L'air s'emplit des barrissements du troupeau en train de se frayer un chemin vers l'eau.

      Romain Gary ne se contente pas d'écrire un plaidoyer pour la sauvegarde des éléphants. Il invite aussi le lecteur à s'interroger sur la place que les humains s'arrogent inconsidérément dans la biodiversité. Il analyse les évènements qui ont façonné la personnalité et la conduite individuelle des différents protagonistes du récit.

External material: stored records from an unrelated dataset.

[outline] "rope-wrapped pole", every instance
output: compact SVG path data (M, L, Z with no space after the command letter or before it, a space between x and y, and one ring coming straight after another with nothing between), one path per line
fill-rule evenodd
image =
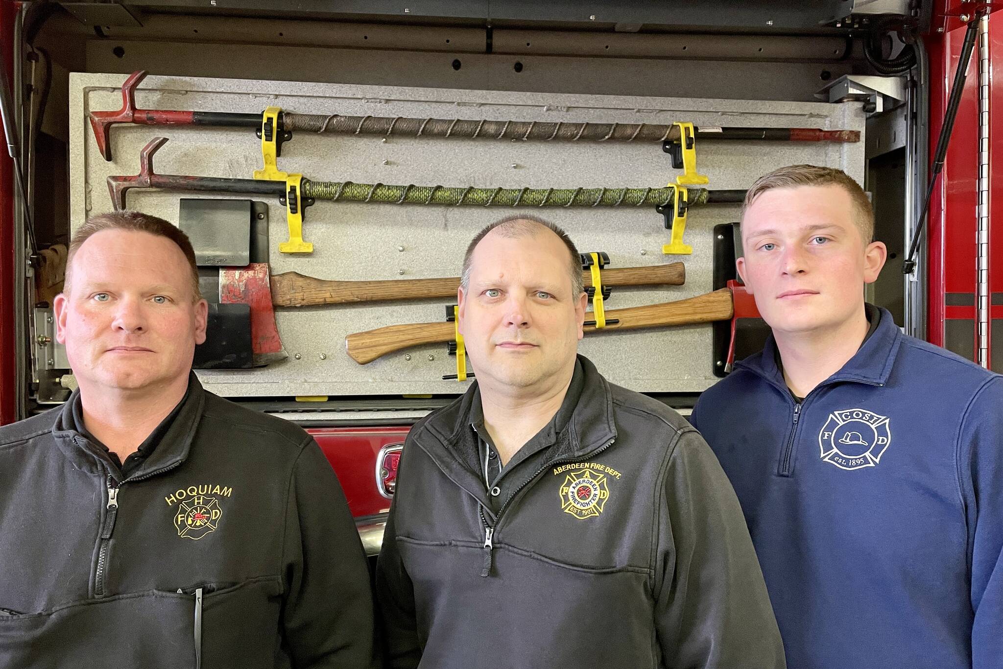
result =
M332 202L439 205L447 207L664 207L674 190L660 189L503 189L468 186L391 186L354 182L303 182L303 197ZM689 189L690 207L740 203L744 191Z
M284 111L285 130L402 137L465 137L533 141L677 141L679 126L664 123L593 123L538 120L467 120L406 116L343 116ZM696 127L697 139L860 141L857 130L810 127Z
M168 191L243 193L283 197L285 182L224 177L192 177L158 175L153 171L153 154L168 141L153 137L139 151L139 174L108 177L108 193L115 211L125 209L125 194L132 189L164 189ZM332 202L382 203L389 205L438 205L453 207L665 207L675 195L674 188L573 188L573 189L506 189L394 186L389 184L356 184L354 182L311 182L300 185L301 197ZM708 191L688 189L687 204L740 203L744 191Z

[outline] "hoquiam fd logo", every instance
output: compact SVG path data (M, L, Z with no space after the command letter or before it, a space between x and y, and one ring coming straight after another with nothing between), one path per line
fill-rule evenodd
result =
M888 416L867 409L832 411L818 432L821 458L841 469L875 466L891 441Z
M178 536L198 541L216 530L222 516L223 510L216 497L198 494L182 501L175 514Z
M561 509L580 521L602 514L609 497L605 473L576 471L568 474L561 485Z

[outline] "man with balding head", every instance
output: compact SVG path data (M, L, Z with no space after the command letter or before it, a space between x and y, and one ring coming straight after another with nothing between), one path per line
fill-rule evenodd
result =
M54 307L79 389L0 427L0 667L370 667L334 471L192 372L207 305L185 234L94 217Z
M457 298L476 382L404 446L376 577L388 666L783 667L710 449L577 355L568 236L488 226Z

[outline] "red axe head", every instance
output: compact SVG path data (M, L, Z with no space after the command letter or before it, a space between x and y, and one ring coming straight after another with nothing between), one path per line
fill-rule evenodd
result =
M251 307L251 350L255 364L265 364L288 357L279 339L272 306L272 286L268 263L220 270L220 302L247 304Z

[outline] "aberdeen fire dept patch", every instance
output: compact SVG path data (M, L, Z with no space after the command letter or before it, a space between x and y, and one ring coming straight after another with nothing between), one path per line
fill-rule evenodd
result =
M223 510L220 509L220 500L198 494L179 505L175 527L179 537L200 540L216 530L221 518Z
M565 476L561 485L561 509L580 521L603 513L610 498L607 476L585 469Z
M821 459L841 469L875 466L891 442L888 416L867 409L832 411L818 432Z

      Inventé en 1866 par Ernst Haeckel, biologiste allemand pro-darwiniste, le terme et la notion d'écologie n'était guère sortie du milieu scientifique en 1956. Romain GARY fait œuvre de précurseur avec ce roman. Son livre, Les racines du ciel, est considéré comme le premier roman écologique. C'est un ouvrage dense, riche en documentation, dont le suspens et la construction narrative dynamique soutient d'un bout à l'autre l'attention du lecteur.  

      Le Prix Goncourt a été attribué en 1956 à Romain GARY pour Les racines du ciel.

Cette fameuse serviette bourrée de pétitions et de manifestes pour la défense de la nature.

Note: 1) Dans leurs conversations, les personnages du récit évoquent les exactions cruelles perpétrées, à l'époque de l'affaire, par la secte des Mau Mau contre les Blancs, au Kenya.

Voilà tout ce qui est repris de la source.